Saturday, 24 May 2025

Printing TPU on the Bambu Lab H2D

I had need for a replacement drive belt. A good excuse to try out printing with flexible TPU.


I managed to pick the wettest day in months although luckily the humidity where my printers are only got up to 57%.  I was not expecting great results. I have not attempted to dry the filament. It's new, straight out of the vacuum sealed bag. I have an AMS HT on pre-order specifically for this purpose but that is not here yet and I still wanted to have a go.


I've used Bambu Lab TPU 90A filament through a 0.8mm nozzle, which I will dedicate to only use TPU. I've created the model of the belt in FreeCAD and deliberately put a flat base with 45 degree tangential slopes leading into the otherwise 4mm diameter cross section belt. I've sliced this with 99 wall loops so the result is solid and random seam locations for added strength.

There are contradicting instructions on Bambu's site. The filament purchase page in the store saying use glue stick for TPU and the wiki saying don't use glue stick on a textured PEI plate because it might stick too much. 

https://wiki.bambulab.com/en/h2/h2d-tpu-printing-guide



I opted not to use glue stick and I was easily able to remove the printed belt using an old plastic membership card, sharpened at one end.


Even with a simplified filament path, approximately as instructed by Bambu but without a suitable container, the pull on the new heavy filament spool was greater than I thought suitable. I made a make shift bush out of a pipe but that barely helped.
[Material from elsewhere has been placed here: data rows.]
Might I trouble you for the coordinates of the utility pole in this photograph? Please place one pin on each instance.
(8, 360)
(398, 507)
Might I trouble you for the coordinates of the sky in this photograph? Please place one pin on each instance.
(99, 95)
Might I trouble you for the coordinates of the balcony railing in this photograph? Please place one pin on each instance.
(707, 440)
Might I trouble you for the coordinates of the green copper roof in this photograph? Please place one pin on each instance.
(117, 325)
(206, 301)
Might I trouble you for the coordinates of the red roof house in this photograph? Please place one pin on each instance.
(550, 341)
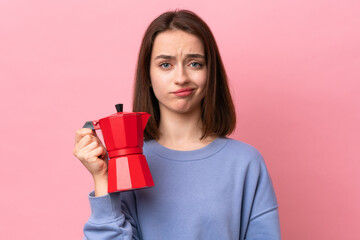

I thought about pulling out the length of filament needed and cutting, so there would be no spool to pull, but my solution for today was that I kept returning to the print while it was in progress to pull lengths of filament off of the spool by hand, so the extruder had minimal resistance.

The results, although not pretty, are very serviceable for the purpose.


This can only get better when more suitable kit arrives.